Wondering if someone could explain to me the differences between RY-N and RY.PR.T-T, RY.PR.X-T, RY.PR.R-T and there are more. I know the type are preferred rather than common but why are they so many ticker symbols? and also the price diff. $50 for common and $27 for preferred what are the differences, pros and cons etc....
Also, the person who answers this, could you explain how you know this or where I can find this info from. I do not want to always ask when I can look and do some reading myself. I really need to learn everything I can about stocks since I really enjoy it
Also, On Nasdaq website price is $50.61 and on globe and mail website price is $52.05 all I can think of is after hours but what one do you go with? what is the best site to look at up to date prices for any stock?
They are probably the different issues of preferred stocks.
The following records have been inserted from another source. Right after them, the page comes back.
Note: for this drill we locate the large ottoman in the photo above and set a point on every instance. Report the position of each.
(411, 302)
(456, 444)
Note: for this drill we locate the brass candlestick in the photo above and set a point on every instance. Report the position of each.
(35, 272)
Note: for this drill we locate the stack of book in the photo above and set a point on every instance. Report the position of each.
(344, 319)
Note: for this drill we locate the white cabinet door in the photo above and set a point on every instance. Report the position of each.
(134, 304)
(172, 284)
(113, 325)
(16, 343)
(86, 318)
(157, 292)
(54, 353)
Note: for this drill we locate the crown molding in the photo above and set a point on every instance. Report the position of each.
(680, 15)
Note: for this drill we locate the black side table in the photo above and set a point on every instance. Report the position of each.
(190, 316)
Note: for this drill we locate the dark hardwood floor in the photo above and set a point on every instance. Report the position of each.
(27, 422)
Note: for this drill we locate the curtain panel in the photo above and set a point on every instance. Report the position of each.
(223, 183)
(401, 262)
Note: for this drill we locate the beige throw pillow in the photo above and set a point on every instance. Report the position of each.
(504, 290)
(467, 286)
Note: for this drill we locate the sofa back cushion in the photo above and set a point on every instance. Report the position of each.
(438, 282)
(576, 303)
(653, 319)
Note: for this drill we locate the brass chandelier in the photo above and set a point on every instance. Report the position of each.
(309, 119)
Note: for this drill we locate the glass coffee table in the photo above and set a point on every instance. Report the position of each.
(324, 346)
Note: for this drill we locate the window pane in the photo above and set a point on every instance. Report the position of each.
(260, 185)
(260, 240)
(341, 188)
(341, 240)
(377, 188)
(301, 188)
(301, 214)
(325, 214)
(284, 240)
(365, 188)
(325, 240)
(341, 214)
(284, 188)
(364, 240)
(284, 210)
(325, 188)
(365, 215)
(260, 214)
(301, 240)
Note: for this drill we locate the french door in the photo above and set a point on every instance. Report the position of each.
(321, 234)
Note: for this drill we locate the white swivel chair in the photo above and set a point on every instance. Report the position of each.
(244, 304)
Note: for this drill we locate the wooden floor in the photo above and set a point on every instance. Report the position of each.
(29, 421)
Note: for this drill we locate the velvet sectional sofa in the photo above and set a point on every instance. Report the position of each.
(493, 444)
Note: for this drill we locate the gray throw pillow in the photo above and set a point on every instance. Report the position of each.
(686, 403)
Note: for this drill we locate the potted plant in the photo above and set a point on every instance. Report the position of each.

Most of the Cdn banks have many preferred issues. Did you look in the investor relation's section of RY's website?
So what does different issues mean? what is the purpose of having diff preferred shares
There are different series of preferred shares, issued by the company at different times and/or with different features. There is a list of RY's preferred shares here: http://www.rbc.com/investorrelations...formation.html. In general preferred shares trade based on the features they offer (dividend rate is one feature, whether that rate resets is another feature) and how those features compare to the current market. Note that the only thing about the company that might impact the price of a preferred share is whether the company is likely to continue to be able to pay the dividends. Also in general preferred shares are issued at $25 so they usually trade fairly close to that.
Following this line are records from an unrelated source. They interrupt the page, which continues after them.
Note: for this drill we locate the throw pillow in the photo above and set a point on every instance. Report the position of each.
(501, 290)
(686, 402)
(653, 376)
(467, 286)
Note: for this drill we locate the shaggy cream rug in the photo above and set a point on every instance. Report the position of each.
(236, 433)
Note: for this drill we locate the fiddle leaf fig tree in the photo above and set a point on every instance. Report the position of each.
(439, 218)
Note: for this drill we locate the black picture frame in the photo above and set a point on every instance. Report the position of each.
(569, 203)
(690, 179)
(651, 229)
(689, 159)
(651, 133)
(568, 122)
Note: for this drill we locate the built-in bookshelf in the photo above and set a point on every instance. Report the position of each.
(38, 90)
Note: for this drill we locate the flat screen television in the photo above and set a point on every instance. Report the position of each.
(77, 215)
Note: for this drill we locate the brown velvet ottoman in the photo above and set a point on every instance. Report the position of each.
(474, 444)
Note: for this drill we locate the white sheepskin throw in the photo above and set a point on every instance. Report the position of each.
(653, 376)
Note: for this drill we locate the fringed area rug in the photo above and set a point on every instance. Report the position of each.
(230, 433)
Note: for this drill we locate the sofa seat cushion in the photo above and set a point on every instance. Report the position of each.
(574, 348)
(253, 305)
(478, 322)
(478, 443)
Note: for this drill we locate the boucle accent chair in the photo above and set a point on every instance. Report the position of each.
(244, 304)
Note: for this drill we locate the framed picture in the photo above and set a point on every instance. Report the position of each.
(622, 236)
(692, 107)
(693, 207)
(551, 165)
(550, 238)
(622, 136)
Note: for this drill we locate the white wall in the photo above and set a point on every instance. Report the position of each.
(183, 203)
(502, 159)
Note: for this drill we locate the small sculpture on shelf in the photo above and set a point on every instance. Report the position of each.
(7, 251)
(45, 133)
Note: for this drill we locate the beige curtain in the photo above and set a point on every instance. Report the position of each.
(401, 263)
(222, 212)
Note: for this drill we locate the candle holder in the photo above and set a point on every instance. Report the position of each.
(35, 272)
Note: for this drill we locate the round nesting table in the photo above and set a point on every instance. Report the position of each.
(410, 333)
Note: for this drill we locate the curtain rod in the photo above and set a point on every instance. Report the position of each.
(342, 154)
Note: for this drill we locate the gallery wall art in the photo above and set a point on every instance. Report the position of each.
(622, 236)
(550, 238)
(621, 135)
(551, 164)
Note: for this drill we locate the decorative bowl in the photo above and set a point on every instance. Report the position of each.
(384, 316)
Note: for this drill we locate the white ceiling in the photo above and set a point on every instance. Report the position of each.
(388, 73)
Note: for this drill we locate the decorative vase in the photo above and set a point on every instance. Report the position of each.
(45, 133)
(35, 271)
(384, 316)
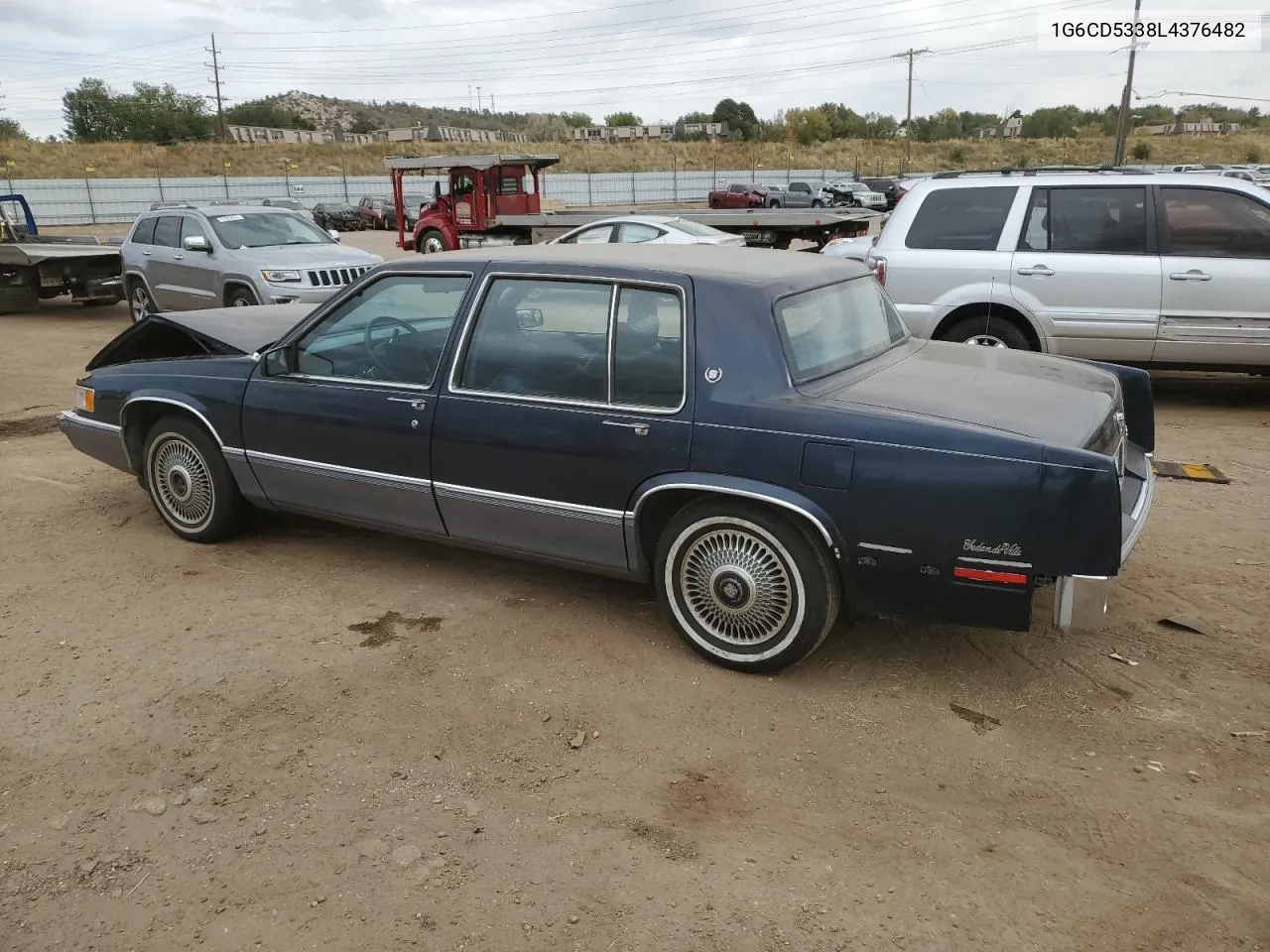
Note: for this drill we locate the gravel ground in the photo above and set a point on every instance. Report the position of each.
(320, 738)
The difference between the NASDAQ and TSX values is likely totally related to the US/CDN exchange rate. If it isn't someone would take advantage of the difference, buying on the cheaper exchange and selling on the more expensive one.
An old post on preferred shares, might answer some of your questions.
As for the many series, it's in part because preferred shares have more in common with bonds than with common shares: new series are issued from time to time with their own set of rules and coupon rates. They are also called or redeemed on a regular basis. Nearly all preferred shares have provisions for how the shares will be redeemed: is it at the holder's option, or the company's? What's the time frame? Even for perpetual preferred shares, there's usually an expectation that the company will call them back after 10 years or so.
So you get a rolling set of preferred shares: a number of series, with some just issued, some close to being redeems, some perhaps perpetual, all with their own rules for coupons, etc.